Another important distinction between the Gamecube and the Xbox is that the Gamecube consumes much less power than an Xbox. Power consumption may seem unimportant at first, since both consoles are designed to be plugged into a wall outlet, but the Gamecube’s lowerpower envelope requires fewer heat transfer components and smaller power supplies to be used, saving on cost. Figure 2-8 includes a picture of the Gamecube power regulator for reference; the power regulator is a fraction of the volume of the Xbox power supply plus the local switching regulators on the Xbox motherboard.
To be fair, note that the Gamecube does have a small external AC to DC converter, while the Xbox takes wall power directly into the console. Furthermore, electronic components degrade much faster at elevated temperatures, as described by the rule of Arrhenius. For example, a 10degree Celsius operating temperature increase roughly doubles the failure rate of a component. As such, the Gamecube should be more reliable over the years than the Xbox since the Gamecube puts out less heat, and because its thermal management system is as good as, if not better, than the Xbox’s.

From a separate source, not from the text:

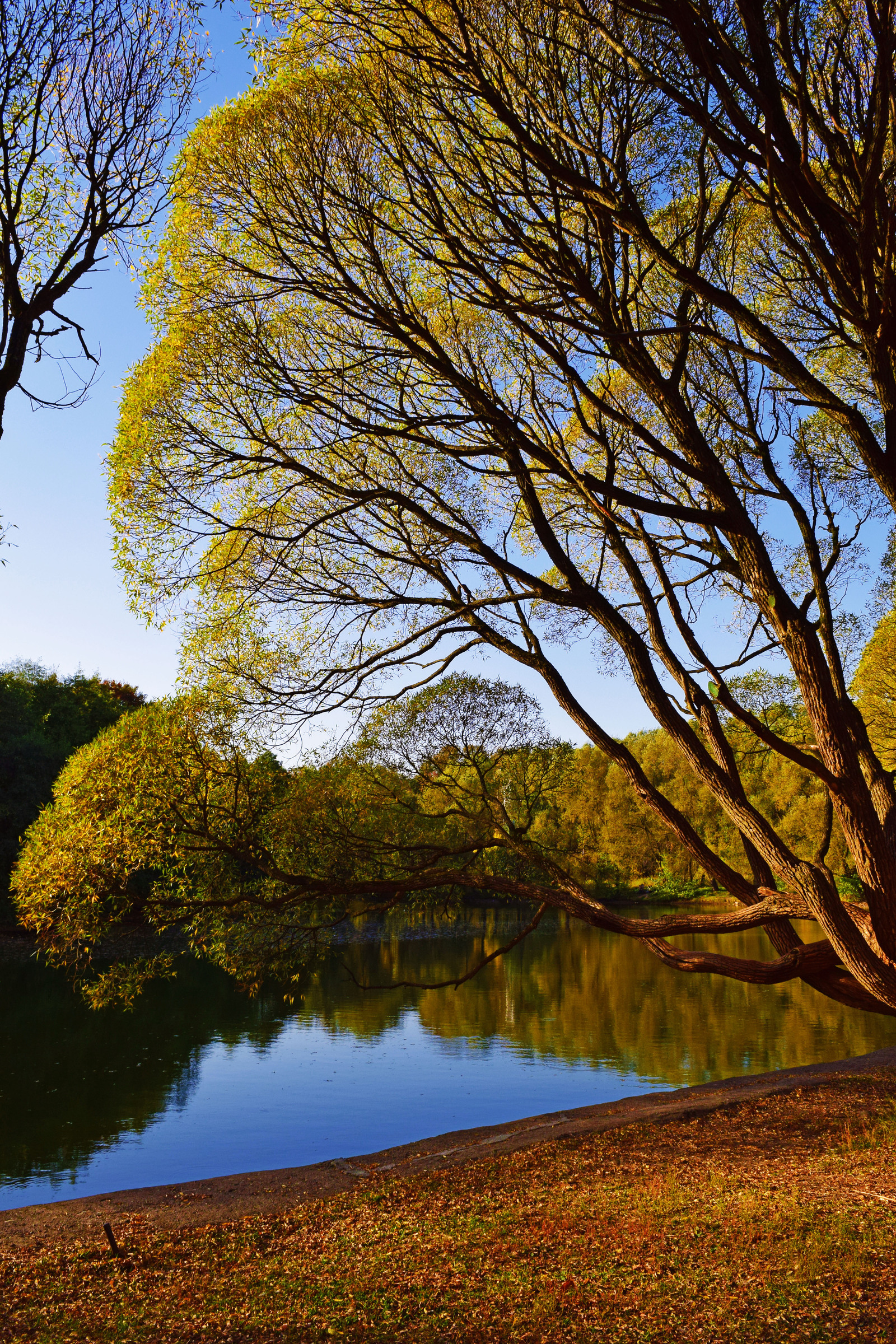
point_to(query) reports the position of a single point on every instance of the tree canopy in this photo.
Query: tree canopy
(538, 326)
(92, 96)
(43, 720)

Finally, it is interesting to note that the Gamecube uses proprietary I/O interfaces everywhere. The game disk format is a mini-DVD format, and the DVD reader connects to the motherboard through a proprietary connector. Using a smaller DVD media allows Nintendo to reduce thelatency of data seeks, which means shorter game loading times. The game controllers and memory cards also use a proprietary signaling format. Everything in the Gamecube is somewhat similar to our familiar PC, but nothing was directly incorporated into the design unchanged.

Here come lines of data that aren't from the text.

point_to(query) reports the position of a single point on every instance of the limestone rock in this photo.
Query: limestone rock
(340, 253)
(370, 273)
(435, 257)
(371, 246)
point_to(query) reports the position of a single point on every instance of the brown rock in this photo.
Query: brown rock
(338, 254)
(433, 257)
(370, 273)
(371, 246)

In addition to optimizing the manufacturability and cost of the Gamecube, the use of mostly proprietary chips and standards makes the console much more difficult to reverse engineer than the Xbox. For example, note that in Figure 2-8, there is no obvious ROM chip in the Gamecube. Thus, in order to even start looking at Gamecube code, one has to hunt down and extract a ROM hidden somewhere in one of the chips on the motherboard! This is one of the rare times where security through obscurity works. Even if there were no security at all on the Gamecube, the cost and effort of trying to burn your own code onto Nintendo’s custom DVD format is just not worth it for the individual enthusiast.
1 Actually, SDRAMs can have a few restrictions on memory access patterns (such as page modes and burst modes) for performance reasons. The “random” moniker is intended to differentiate RAMs from First-In, First-Out (FIFO) and Last-In, First-Out (LIFO) style memories where data is accessed using a strict set of ordering rules.